Under this rule, the provision quoted from appellee’s charter was not repealed by this statute. The purpose of the Legislature in adopting the statute seems to have been to define the duties of the board of public works, not to enlarge the rights of the city. This board was not created *759till a few years ago. It was created to discharge certain duties theretofore imposed on other municipal officers. The statute quoted was intended to give them control over the subjects named, to the exclusion of the other city authorities: but it does not seem to have been intended to confer upon the city any power not already possessed. It would hardly be contended that the board of public works, under this section, could, as to wells, cisterns, streams, canals, or water courses, exercise any more authority than the city possessed under the previous statute, or that they could interfere with the rights of others in these things if the city had not that right before this statute was passed. The streets can not be distinguished from the other things named in the statute; and we do not think the Leg-, islature, in passing it, had in mind the making of any change in the rights of others under existing laws.

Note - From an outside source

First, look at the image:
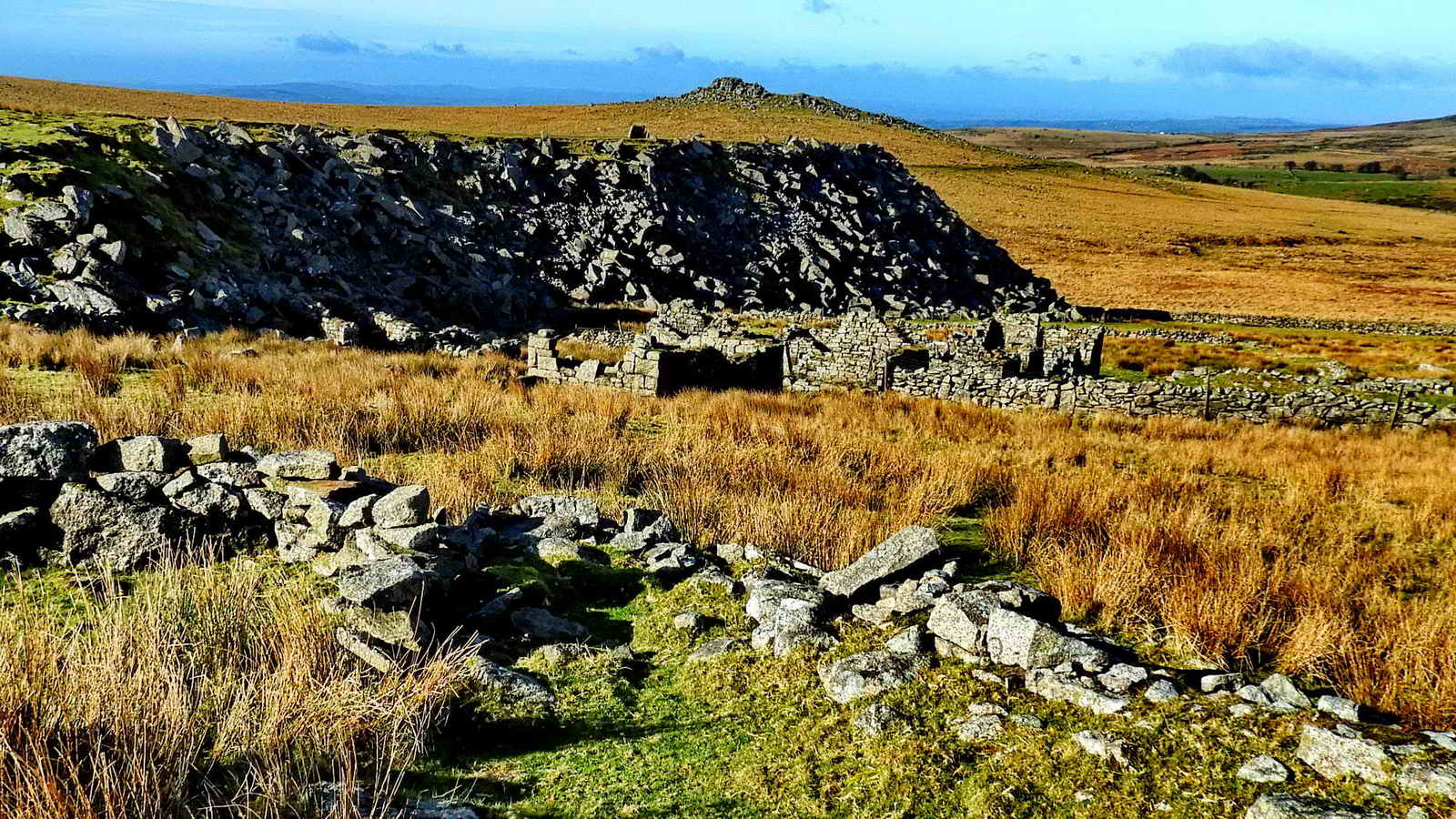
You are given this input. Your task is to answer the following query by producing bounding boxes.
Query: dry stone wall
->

The “using of all streets” referred to in the statute are the ordinary uses of the highways such as the city had then jurisdiction over. It can not be presumed that the Legislature intended by such provision to take from appellee a right conferred by its charter, and so long exercised with the acquiescence of the city, which was important, and might be essential to the proper discharge of the duties, laid upon it.
In the discharge of these duties, as was well said by the learned chancellor in the judgment appealed from, appellee is required to lay its mains in the streets in a reasonable way, so as not unreasonably to obstruct the city in the exercise of its police powers. It must leave the street in as good condition as it was before the removal of the earth or pavements; and it must not unreasonably obstruct the highway. If it fails in any of its duties, it is liable to damages. The judgment is affirmed.